I carefully step over Jesse’s small frame, push open the glass door to the arts service and fall in. Then I keep my camera rolling as I walk up the stairs, watching through the side monitor. I take my time, pressing my feet hard against the yellow wood of each step and forcing them to creak, and I make loud huffs and grunts as I climb, as if I am the size and weight of Michael Moore.

As usual the BTC door is closed and the BMA door is open. I take slow steps through the meeting room, slanting the camera up from the lounge made of dust to the poster of Condoman on the wall. I zoom in on the speech bubble blasting from his mouth, ‘Don’t Be Shame, Be Game’. Then I move through the meeting room towards the office door. Beyond the laminated news headline ‘Arts King Celebrates 20 Years’ is the long, narrow office of Mr Guy Law and Bucky, decorated with little Buddhas and old computers. A bright white light shoots in from the window overlooking the plaza at the other end. This is where Bucky sits – his back arched and his big head fixed on a monitor. I walk slowly with the camera pointed towards him, the floor creaking like a seesaw with each step I take, but he doesn’t turn. He doesn’t even flinch. I film his flat hairy stomach and chest through the gaps between the buttons on his shirt. On my monitor the profile of his head keeps expanding until I’m so close that his thick black hair and smooth white skin fill the entire screen. Putting on my American accent, I say, ‘Excuse me, sir, are you aware that multinational corporations are exploiting you?’

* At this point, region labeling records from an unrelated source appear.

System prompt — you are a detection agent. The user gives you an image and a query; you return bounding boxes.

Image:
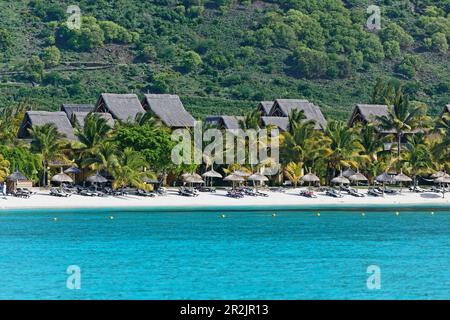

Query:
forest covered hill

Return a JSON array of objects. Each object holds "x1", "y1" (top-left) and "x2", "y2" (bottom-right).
[{"x1": 0, "y1": 0, "x2": 450, "y2": 119}]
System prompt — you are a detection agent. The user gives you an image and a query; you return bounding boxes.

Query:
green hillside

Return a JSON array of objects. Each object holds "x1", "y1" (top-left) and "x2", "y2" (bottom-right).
[{"x1": 0, "y1": 0, "x2": 450, "y2": 119}]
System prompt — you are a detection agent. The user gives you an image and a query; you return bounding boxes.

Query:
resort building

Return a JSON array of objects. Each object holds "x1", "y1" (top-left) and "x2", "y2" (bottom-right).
[
  {"x1": 205, "y1": 116, "x2": 244, "y2": 130},
  {"x1": 18, "y1": 111, "x2": 77, "y2": 140},
  {"x1": 256, "y1": 101, "x2": 273, "y2": 117},
  {"x1": 261, "y1": 117, "x2": 289, "y2": 131},
  {"x1": 94, "y1": 93, "x2": 145, "y2": 121},
  {"x1": 441, "y1": 104, "x2": 450, "y2": 118},
  {"x1": 268, "y1": 99, "x2": 327, "y2": 130},
  {"x1": 348, "y1": 104, "x2": 388, "y2": 128},
  {"x1": 142, "y1": 94, "x2": 195, "y2": 129}
]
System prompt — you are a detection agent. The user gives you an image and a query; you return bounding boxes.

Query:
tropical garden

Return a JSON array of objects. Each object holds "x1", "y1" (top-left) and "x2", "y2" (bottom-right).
[{"x1": 0, "y1": 82, "x2": 450, "y2": 188}]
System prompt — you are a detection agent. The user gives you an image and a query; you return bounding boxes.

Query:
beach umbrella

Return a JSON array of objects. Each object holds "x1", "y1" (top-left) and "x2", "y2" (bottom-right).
[
  {"x1": 394, "y1": 171, "x2": 412, "y2": 193},
  {"x1": 348, "y1": 172, "x2": 369, "y2": 185},
  {"x1": 434, "y1": 173, "x2": 450, "y2": 198},
  {"x1": 247, "y1": 173, "x2": 269, "y2": 188},
  {"x1": 6, "y1": 170, "x2": 28, "y2": 190},
  {"x1": 202, "y1": 169, "x2": 222, "y2": 187},
  {"x1": 6, "y1": 170, "x2": 28, "y2": 182},
  {"x1": 233, "y1": 170, "x2": 251, "y2": 177},
  {"x1": 331, "y1": 173, "x2": 350, "y2": 194},
  {"x1": 300, "y1": 172, "x2": 320, "y2": 189},
  {"x1": 86, "y1": 172, "x2": 108, "y2": 183},
  {"x1": 64, "y1": 167, "x2": 81, "y2": 174},
  {"x1": 431, "y1": 171, "x2": 446, "y2": 179},
  {"x1": 51, "y1": 169, "x2": 73, "y2": 184},
  {"x1": 223, "y1": 174, "x2": 245, "y2": 189},
  {"x1": 86, "y1": 172, "x2": 108, "y2": 190},
  {"x1": 342, "y1": 168, "x2": 356, "y2": 178},
  {"x1": 375, "y1": 172, "x2": 394, "y2": 197}
]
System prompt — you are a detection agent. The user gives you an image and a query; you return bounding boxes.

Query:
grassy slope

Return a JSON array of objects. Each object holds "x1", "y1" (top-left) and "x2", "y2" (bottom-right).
[{"x1": 0, "y1": 1, "x2": 448, "y2": 119}]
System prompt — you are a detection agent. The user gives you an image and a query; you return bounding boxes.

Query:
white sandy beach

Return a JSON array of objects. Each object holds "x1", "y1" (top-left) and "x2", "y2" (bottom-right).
[{"x1": 0, "y1": 189, "x2": 450, "y2": 210}]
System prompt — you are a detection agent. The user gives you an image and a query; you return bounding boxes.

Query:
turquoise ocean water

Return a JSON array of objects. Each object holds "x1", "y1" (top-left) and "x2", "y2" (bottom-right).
[{"x1": 0, "y1": 205, "x2": 450, "y2": 299}]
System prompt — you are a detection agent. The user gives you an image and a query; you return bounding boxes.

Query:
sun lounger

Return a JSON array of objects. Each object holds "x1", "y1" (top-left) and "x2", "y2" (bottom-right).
[
  {"x1": 136, "y1": 189, "x2": 155, "y2": 197},
  {"x1": 300, "y1": 190, "x2": 317, "y2": 198},
  {"x1": 227, "y1": 190, "x2": 244, "y2": 198},
  {"x1": 325, "y1": 188, "x2": 344, "y2": 198},
  {"x1": 367, "y1": 188, "x2": 383, "y2": 197},
  {"x1": 346, "y1": 187, "x2": 365, "y2": 198}
]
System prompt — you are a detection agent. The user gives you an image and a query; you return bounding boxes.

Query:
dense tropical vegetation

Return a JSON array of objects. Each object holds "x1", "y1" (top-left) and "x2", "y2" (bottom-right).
[
  {"x1": 0, "y1": 79, "x2": 450, "y2": 188},
  {"x1": 0, "y1": 0, "x2": 450, "y2": 120}
]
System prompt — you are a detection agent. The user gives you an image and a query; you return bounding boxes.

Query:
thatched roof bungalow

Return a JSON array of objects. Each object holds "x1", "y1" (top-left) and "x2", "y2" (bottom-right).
[
  {"x1": 269, "y1": 99, "x2": 327, "y2": 129},
  {"x1": 61, "y1": 103, "x2": 95, "y2": 119},
  {"x1": 205, "y1": 116, "x2": 244, "y2": 130},
  {"x1": 256, "y1": 101, "x2": 273, "y2": 117},
  {"x1": 261, "y1": 117, "x2": 289, "y2": 131},
  {"x1": 94, "y1": 93, "x2": 145, "y2": 121},
  {"x1": 348, "y1": 104, "x2": 388, "y2": 128},
  {"x1": 18, "y1": 111, "x2": 77, "y2": 140},
  {"x1": 70, "y1": 112, "x2": 115, "y2": 128},
  {"x1": 142, "y1": 94, "x2": 195, "y2": 129}
]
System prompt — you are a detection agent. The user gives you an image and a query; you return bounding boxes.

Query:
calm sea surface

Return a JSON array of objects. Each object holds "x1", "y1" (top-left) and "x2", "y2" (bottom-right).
[{"x1": 0, "y1": 210, "x2": 450, "y2": 299}]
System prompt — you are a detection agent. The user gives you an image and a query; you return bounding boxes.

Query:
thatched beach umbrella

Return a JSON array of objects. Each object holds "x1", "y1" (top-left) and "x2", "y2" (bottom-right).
[
  {"x1": 375, "y1": 172, "x2": 394, "y2": 197},
  {"x1": 223, "y1": 174, "x2": 245, "y2": 189},
  {"x1": 348, "y1": 172, "x2": 369, "y2": 186},
  {"x1": 51, "y1": 169, "x2": 73, "y2": 185},
  {"x1": 6, "y1": 170, "x2": 28, "y2": 190},
  {"x1": 434, "y1": 173, "x2": 450, "y2": 198},
  {"x1": 342, "y1": 168, "x2": 356, "y2": 178},
  {"x1": 247, "y1": 173, "x2": 269, "y2": 188},
  {"x1": 6, "y1": 170, "x2": 28, "y2": 182},
  {"x1": 64, "y1": 167, "x2": 81, "y2": 174},
  {"x1": 202, "y1": 170, "x2": 222, "y2": 187},
  {"x1": 300, "y1": 172, "x2": 320, "y2": 189},
  {"x1": 431, "y1": 171, "x2": 446, "y2": 179},
  {"x1": 394, "y1": 171, "x2": 412, "y2": 193},
  {"x1": 331, "y1": 173, "x2": 350, "y2": 194}
]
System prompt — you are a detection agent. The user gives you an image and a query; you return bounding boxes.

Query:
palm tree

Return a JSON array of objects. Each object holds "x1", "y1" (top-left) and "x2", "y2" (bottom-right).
[
  {"x1": 238, "y1": 110, "x2": 261, "y2": 130},
  {"x1": 111, "y1": 148, "x2": 150, "y2": 189},
  {"x1": 81, "y1": 140, "x2": 119, "y2": 171},
  {"x1": 403, "y1": 133, "x2": 432, "y2": 189},
  {"x1": 431, "y1": 115, "x2": 450, "y2": 169},
  {"x1": 325, "y1": 121, "x2": 364, "y2": 176},
  {"x1": 377, "y1": 87, "x2": 423, "y2": 159},
  {"x1": 0, "y1": 154, "x2": 10, "y2": 182},
  {"x1": 30, "y1": 123, "x2": 67, "y2": 186},
  {"x1": 75, "y1": 113, "x2": 112, "y2": 157},
  {"x1": 284, "y1": 162, "x2": 303, "y2": 188}
]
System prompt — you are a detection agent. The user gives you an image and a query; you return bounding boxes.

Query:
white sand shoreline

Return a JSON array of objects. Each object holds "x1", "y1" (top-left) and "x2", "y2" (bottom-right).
[{"x1": 0, "y1": 189, "x2": 450, "y2": 212}]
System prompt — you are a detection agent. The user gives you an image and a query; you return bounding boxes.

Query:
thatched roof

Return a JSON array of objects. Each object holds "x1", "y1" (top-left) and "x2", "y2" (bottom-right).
[
  {"x1": 441, "y1": 104, "x2": 450, "y2": 118},
  {"x1": 18, "y1": 111, "x2": 77, "y2": 140},
  {"x1": 95, "y1": 93, "x2": 145, "y2": 121},
  {"x1": 61, "y1": 103, "x2": 95, "y2": 119},
  {"x1": 70, "y1": 112, "x2": 114, "y2": 128},
  {"x1": 261, "y1": 117, "x2": 289, "y2": 131},
  {"x1": 205, "y1": 116, "x2": 244, "y2": 130},
  {"x1": 142, "y1": 94, "x2": 195, "y2": 128},
  {"x1": 257, "y1": 101, "x2": 273, "y2": 116},
  {"x1": 348, "y1": 104, "x2": 388, "y2": 127},
  {"x1": 269, "y1": 99, "x2": 327, "y2": 129}
]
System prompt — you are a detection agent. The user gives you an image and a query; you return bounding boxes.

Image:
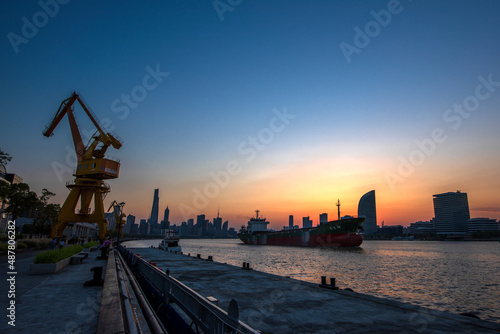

Bucky’s glare remains on the computer screen and he keeps typing. His fingers move rapidly across the keyboard until finally he presses down heavily on the enter key. Suddenly he twists his large head and gawks into the lens of my camera. His eyes are like clumps of silver sand and the hairs between his eyebrows are thickening until he bears a classic Greek monobrow. With a bored tone of voice he says, ‘Are you aware that the White people in your development are exploiting you?’ Then he turns back to the computer and continues typing, and I am wandering out of his office like a total gronk.